Authentication bypass in Huawei products - CVE-2014-9222
Published: August 19, 2016
Vulnerability identifier: #VU330
CSH Severity: High
CVSS v4.0: CVSS:4.0/AV:N/AC:L/AT:N/PR:N/UI:N/VC:H/VI:H/VA:H/SC:N/SI:N/SA:N/E:A/U:Amber
CVE-ID: CVE-2014-9222
CWE-ID: CWE-287
Exploitation vector: Remote access
Exploit availability:
Public exploit is available
Vendor: Allegro Software
Huawei
Huawei
Affected software:
RomPager
HG520c
HG530
RomPager
HG520c
HG530
Detailed vulnerability description
The vulnerability allows a remote attacker to bypass authentication mechanisms.

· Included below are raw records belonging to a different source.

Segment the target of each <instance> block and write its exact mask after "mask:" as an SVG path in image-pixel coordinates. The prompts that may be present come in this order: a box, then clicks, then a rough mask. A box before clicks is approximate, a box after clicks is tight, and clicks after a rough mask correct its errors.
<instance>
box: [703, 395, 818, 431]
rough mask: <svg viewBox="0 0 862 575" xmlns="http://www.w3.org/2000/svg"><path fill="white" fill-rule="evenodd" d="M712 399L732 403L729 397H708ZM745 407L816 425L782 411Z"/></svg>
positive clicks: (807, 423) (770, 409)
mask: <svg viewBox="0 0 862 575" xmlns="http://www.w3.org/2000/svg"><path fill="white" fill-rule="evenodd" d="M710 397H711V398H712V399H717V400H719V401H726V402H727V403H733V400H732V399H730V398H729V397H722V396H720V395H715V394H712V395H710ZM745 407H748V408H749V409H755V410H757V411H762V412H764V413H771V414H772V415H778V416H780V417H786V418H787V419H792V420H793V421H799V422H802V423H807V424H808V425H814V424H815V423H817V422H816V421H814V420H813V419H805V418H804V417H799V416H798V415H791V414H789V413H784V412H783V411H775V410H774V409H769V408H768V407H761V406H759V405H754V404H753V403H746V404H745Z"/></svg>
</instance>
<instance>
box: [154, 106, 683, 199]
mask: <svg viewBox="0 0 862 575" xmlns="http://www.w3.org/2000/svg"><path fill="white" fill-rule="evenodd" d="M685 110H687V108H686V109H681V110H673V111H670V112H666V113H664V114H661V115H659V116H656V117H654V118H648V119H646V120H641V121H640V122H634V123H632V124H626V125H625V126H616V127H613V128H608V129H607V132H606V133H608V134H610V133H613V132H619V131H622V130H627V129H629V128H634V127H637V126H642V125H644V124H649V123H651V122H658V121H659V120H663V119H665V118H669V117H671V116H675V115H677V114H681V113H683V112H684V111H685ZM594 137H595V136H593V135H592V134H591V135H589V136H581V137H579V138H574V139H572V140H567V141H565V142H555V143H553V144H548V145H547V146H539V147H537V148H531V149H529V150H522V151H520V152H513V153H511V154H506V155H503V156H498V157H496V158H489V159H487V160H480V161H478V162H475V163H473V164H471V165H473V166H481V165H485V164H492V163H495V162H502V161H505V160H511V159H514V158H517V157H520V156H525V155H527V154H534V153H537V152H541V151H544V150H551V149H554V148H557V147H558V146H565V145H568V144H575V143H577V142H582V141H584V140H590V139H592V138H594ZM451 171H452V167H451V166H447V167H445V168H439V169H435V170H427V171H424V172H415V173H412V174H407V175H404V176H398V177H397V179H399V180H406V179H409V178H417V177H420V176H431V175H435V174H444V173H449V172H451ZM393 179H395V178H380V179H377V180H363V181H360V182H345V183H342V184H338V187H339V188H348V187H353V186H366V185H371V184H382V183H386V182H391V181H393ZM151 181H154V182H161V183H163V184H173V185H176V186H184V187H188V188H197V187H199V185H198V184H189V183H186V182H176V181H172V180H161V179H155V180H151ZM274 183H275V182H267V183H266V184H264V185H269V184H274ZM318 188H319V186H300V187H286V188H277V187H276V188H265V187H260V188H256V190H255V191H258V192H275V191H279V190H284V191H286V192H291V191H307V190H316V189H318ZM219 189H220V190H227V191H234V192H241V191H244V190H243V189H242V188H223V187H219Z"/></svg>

The vulnerability exists due to a design error when handling cookies. A remote unauthenticated attacker can send specially crafted cookie, bypass authentication mechanisms and gain complete control over the affected device. This exploitation technique is known as "Misfortune Cookie".
Successful exploitation of this vulnerability may allow a remote attacker to gain complete control over the vulnerable device.
How to mitigate CVE-2014-9222
The vulnerability is fixed in version 4.34.